Puja dan
puji hanya milik Alloh SWT semata, yang tidak pernah menyia-nyiakan siapapun
yang mengharapkan keridhaan-Nya, dan tidak pernah menampik siapa pun yang
memanjatkan do’a kepada-Nya. Segala puji hanya bagi-Nya, yang dengan segala
taufik dan pertolongan-pertolongan-Nya semata, apapun wujud kepentingan, pasti
dapat dilaksanakan dengan sempurna. Segala puji hanya bagi Alloh yang telah
menciptakan segala sesuatu, lalu menyempurnakan penciptaannya, dan yang telah
menetapkan takdir lalu menurunkan petunjuk bagi para hamba-Nya.
Semenjak
awal kita selalu bersaksi bahwa tidak ada yang berhak diibadahi secara benar
melainkan Alloh, yang Maha Tunggal, dan tidak ada sekutu bagi-NYA. Kita pun
bersaksi, bahwa Muhammad ﷺ adalah hamba dan utusan-Nya.
Kini hadir
ditengah-tangah pembaca sekalian sebuah situs yang dibuat oleh mereka yang
galau. Galau akan realitas dan idealisme yang berbenturan lalu menuntut untuk
dikeluarkan dari dalam diri menjadi sebuah tulisan, sehingga tidak sendiri
dalam menyikapinya. Galau bukanlah hal yang harus dihapus sebersih-bersihnya,
bahkan ia harus ada dalam benak setiap insan yang peduli dengan sekitar. Tanpa adanya
galau, maka situs ini tak akan terlahir, dan orang-orang (kami) hanya memendam
kegalauan itu sendiri dan suatu saat meledak seperti bom waktu.
Lalu kenapa
situs ini diberi judul transmisi? Transmisi menurut bahasa (kamus KBBI)1
berarti (1)pengiriman (penerusan) pesan dan sebagainya
dari seseorang kepada orang
(benda) lain, (2) penularan, penyebaran, penjangkitan
penyakit. Mentransmisikan berarti mengirimkan atau meneruskan pesan dr
seseorang (benda) kpd orang lain (benda lain). Maka situs ini adalah sebuah
wadah yang bertujuan untuk media transmisi sebuah cerita, kisah, hikmah,
ulasan, komentar, curhatan, dan bentuk karya yang lainnya, buah hasil kegalauan
yang terpendam dalam benak anak adam yang bersedia menuliskan (gambar juga
tidak masalah) sehingga khalayak akan tahu. Mereka yang terlelap akan terjaga,
mereka yang terkantuk-kantuk akan merasa tertampar dan segera melek.
Kendati
bukan satu-satunya jalan, menulis dapat mengejawantahkan eksistensi pelakunya.

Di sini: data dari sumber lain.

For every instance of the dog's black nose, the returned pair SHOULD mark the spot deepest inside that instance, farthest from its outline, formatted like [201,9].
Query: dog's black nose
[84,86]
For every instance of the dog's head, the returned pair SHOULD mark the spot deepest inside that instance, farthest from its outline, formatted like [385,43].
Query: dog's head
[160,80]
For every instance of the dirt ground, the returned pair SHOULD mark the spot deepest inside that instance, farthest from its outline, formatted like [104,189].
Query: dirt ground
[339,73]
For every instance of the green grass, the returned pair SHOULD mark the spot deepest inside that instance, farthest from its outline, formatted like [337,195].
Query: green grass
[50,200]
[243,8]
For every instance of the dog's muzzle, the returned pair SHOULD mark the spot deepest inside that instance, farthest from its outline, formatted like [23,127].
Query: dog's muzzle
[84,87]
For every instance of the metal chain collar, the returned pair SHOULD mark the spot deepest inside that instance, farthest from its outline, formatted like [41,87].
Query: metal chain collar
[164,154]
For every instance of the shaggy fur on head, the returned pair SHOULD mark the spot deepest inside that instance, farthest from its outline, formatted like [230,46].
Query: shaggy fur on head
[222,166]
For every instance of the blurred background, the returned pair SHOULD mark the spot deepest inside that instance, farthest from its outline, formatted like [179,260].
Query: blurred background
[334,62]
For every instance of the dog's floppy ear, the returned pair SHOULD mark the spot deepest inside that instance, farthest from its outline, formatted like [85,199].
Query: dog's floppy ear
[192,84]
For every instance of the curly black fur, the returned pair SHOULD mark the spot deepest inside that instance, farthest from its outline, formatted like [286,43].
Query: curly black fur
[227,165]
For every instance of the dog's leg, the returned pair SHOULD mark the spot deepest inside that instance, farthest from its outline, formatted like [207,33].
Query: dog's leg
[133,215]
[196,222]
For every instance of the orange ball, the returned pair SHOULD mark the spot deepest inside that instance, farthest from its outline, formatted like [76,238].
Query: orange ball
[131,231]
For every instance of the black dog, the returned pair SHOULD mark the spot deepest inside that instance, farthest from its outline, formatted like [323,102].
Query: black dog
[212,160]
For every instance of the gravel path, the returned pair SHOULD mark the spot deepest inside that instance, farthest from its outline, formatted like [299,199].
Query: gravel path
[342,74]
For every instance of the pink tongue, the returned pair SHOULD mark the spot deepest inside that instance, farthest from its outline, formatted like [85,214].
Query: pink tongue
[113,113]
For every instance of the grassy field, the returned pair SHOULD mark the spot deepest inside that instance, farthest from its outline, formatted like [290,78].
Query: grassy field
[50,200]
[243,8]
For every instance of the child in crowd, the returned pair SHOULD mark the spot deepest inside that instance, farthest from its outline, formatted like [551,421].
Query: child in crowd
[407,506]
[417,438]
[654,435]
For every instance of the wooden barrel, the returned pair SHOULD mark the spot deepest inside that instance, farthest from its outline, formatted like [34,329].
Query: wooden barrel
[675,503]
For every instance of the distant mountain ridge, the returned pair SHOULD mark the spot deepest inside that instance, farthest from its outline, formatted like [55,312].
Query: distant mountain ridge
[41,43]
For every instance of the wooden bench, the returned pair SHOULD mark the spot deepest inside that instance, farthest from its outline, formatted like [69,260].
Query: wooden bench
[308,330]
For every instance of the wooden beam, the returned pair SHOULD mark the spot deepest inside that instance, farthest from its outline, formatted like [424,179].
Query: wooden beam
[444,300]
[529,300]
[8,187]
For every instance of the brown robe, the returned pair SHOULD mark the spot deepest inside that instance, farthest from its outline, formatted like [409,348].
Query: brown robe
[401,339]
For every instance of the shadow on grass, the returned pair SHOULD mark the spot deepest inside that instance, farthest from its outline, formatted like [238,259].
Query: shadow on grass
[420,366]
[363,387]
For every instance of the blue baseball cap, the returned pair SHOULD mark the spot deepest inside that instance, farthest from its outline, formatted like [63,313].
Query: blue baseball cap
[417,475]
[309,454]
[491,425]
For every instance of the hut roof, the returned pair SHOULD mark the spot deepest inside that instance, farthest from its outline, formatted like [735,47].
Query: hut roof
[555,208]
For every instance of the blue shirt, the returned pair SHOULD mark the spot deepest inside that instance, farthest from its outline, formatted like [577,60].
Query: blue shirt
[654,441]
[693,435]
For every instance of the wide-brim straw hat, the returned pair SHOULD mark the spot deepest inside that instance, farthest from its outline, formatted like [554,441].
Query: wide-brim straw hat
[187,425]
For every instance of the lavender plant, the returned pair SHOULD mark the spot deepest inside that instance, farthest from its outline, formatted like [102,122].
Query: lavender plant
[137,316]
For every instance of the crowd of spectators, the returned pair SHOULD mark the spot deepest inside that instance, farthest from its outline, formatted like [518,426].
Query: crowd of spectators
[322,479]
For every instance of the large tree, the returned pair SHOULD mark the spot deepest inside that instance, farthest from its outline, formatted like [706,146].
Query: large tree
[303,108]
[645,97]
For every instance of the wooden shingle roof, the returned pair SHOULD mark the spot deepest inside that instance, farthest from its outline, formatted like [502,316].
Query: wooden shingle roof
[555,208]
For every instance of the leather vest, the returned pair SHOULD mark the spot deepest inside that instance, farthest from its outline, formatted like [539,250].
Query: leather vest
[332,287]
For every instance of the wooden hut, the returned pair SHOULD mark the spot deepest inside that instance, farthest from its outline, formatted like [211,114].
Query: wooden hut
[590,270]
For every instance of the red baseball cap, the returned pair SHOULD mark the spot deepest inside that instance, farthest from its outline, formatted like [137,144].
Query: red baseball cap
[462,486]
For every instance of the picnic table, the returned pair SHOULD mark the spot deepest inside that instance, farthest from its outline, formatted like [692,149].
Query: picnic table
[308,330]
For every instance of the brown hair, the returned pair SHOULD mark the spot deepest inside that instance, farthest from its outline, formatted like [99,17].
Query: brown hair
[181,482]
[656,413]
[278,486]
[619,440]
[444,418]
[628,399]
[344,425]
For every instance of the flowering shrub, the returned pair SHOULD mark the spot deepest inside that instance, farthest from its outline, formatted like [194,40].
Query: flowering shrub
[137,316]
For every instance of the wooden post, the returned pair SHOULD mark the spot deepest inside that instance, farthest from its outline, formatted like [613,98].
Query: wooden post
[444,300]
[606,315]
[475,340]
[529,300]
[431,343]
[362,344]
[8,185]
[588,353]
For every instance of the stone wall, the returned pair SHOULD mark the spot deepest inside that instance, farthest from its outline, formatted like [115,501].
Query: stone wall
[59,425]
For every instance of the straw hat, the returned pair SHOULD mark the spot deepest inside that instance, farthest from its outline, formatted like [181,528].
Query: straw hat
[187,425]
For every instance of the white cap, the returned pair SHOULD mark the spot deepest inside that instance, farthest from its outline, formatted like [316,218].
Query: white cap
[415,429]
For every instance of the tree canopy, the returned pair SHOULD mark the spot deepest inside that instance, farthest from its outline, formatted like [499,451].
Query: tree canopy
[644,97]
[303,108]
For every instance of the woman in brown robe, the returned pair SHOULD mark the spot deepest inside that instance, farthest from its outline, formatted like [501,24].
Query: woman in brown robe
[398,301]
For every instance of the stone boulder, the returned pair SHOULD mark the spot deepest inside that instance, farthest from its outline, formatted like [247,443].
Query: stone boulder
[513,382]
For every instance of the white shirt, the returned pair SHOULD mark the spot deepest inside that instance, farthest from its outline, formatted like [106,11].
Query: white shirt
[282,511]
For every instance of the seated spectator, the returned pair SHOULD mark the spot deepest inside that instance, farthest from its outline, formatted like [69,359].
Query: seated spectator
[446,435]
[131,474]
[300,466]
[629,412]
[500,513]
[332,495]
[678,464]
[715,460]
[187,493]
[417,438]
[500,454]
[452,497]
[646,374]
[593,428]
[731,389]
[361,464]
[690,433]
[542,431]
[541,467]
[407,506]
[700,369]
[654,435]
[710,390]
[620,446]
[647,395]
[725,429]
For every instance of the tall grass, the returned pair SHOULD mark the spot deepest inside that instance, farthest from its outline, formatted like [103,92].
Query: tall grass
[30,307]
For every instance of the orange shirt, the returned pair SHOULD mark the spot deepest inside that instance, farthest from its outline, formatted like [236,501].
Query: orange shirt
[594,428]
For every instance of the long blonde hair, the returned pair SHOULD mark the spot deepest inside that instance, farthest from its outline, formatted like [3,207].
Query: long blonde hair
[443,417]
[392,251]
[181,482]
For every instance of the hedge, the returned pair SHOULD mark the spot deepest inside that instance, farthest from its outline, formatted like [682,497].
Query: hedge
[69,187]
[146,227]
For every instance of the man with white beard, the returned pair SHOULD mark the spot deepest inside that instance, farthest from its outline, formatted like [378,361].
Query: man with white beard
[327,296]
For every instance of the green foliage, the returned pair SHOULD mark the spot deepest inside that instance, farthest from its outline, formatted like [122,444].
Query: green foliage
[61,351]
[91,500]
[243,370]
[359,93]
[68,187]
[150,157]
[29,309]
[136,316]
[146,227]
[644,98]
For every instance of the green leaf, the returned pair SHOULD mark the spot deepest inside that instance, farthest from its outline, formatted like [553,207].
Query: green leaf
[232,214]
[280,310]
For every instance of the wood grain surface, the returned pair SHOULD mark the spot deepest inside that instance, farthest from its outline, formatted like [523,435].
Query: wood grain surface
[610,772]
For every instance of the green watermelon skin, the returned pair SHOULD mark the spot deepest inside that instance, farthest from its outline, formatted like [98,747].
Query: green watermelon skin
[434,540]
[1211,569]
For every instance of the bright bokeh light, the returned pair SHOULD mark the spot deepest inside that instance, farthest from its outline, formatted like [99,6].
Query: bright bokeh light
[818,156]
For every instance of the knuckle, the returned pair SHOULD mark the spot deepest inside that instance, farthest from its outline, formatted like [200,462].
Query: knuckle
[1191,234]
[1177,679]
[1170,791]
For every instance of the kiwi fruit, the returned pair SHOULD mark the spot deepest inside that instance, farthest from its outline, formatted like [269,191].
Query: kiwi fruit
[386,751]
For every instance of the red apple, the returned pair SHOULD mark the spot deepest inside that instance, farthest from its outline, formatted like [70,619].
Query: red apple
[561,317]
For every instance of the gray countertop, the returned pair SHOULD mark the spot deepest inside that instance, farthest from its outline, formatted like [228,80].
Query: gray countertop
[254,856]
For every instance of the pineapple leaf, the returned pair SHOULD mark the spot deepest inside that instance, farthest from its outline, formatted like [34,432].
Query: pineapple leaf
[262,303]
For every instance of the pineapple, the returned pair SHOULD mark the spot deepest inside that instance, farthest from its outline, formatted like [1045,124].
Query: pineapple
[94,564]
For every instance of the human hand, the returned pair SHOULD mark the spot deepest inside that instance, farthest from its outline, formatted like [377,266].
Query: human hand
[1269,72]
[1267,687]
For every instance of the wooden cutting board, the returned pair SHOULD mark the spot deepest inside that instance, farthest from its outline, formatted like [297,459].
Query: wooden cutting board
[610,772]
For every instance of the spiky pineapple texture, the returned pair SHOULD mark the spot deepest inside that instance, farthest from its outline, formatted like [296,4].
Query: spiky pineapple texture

Dengan menulis orang sekaligus berekspresi, berkomunikasi – yang paling
penting- meninggalkan jejak pikiran untuk masa yang tak terhingga. Wer liest,
wiB. Wer schreibt, bleibt, kata peribahasa jerman. Siapa membaca akan
mengetahui, dan siapa yang menulis tak akan mati.
Demikianlah
inskripsi-inskripsi kuno dalam pyramid, di dinding-dinding gua, atau pada
batu-batu cadas peninggalan ribuan tahun dahulu kala. Juga naskah-naskah di
atas daun lotar, papyrus dan sebagainya. Para penulisnya telah lama tiada,
namun apa yang mereka tulis seakan kekal abadi. ”Demi huruf Nuun dan demi pena
serta apa yang mereka goreskan, “ firman ALloh dalam kitab suci Al-Qur’an. [QS
68:1]
Tulisan mampu
menembus sekat-sekat ruang dan waktu, melintasi sempadan geografis, etnis,
bahkan agama. Seperti cerita-cerita yang ditulis Aesopos antara tahun 620
hungga 560 Sebelum Masehi, atau puisi-puisi Imru’ ul-Qays, pujangga Arabia dari
zaman pra-islam yang termasyhur itu. Berkat tulisan para sahabat pun kini kita
dapat menyimak pernik-pernik kehidupan dan petuah Nabi Muhammad ﷺ yang telah wafat sejak seribu lima
ratus tahun silam.
Tulisan
tidak hanya merekam dan menyimpan. Ia juga mengajar dan memengaruhi. Mengajak
dan membujuk. Bersuara dan berbicara. Bukankah saat membaca tulisan ini Anda
sebenarnya tengah mendengarkan saya berkata-kata? Sebuah paradoks, memang.
Tergantung
genre, gaya, serta isinya, tulisan dapat menghibur atau menyesakkan,
mencerahkan atau membingungkan, menyadarkan atau menyesatkan. Dengan tulisan
Anda bisa menggugah orang, mencegah, bahkan menjerat mereka. Karena tidak salah
kalau orang bilang, pena penulis bisa lebih tajam daripada pedang para pejuang.2
Menulis kini
merupakan sesuatu yang mulai ditinggalkan oleh mereka yang mengaku sebagai
pejuang muda (setidaknya kita-kita yang berada di Dakwah Sekolah). Padahal dengan
tulisan kita dapat berinteraksi dengan menghilangkan batas-batas waktu dan
tempat. Kita mungkin pernah bertanya-tanya, bagaimana kondisi pelajar zaman ’80-an,’90-an,
’00-an. Bagaimana dahulu sempat-sempatnya mereka memikirkan untuk membuat
rohis, osis, pii. Padahal dengan adanya beberapa orang yang mau menuliskannya
kita akan menjadi tahu bagaimana kondisi yang ada. Tulisan akan merekamnya, dan
pada saatnya nanti akan dibuka lagi sebagai sebuah pembelajaran yang berharga.
“Mas-mbak,
yang penting sekarang itu adalah segera bertindak, kita sudah lelah berwacana!”.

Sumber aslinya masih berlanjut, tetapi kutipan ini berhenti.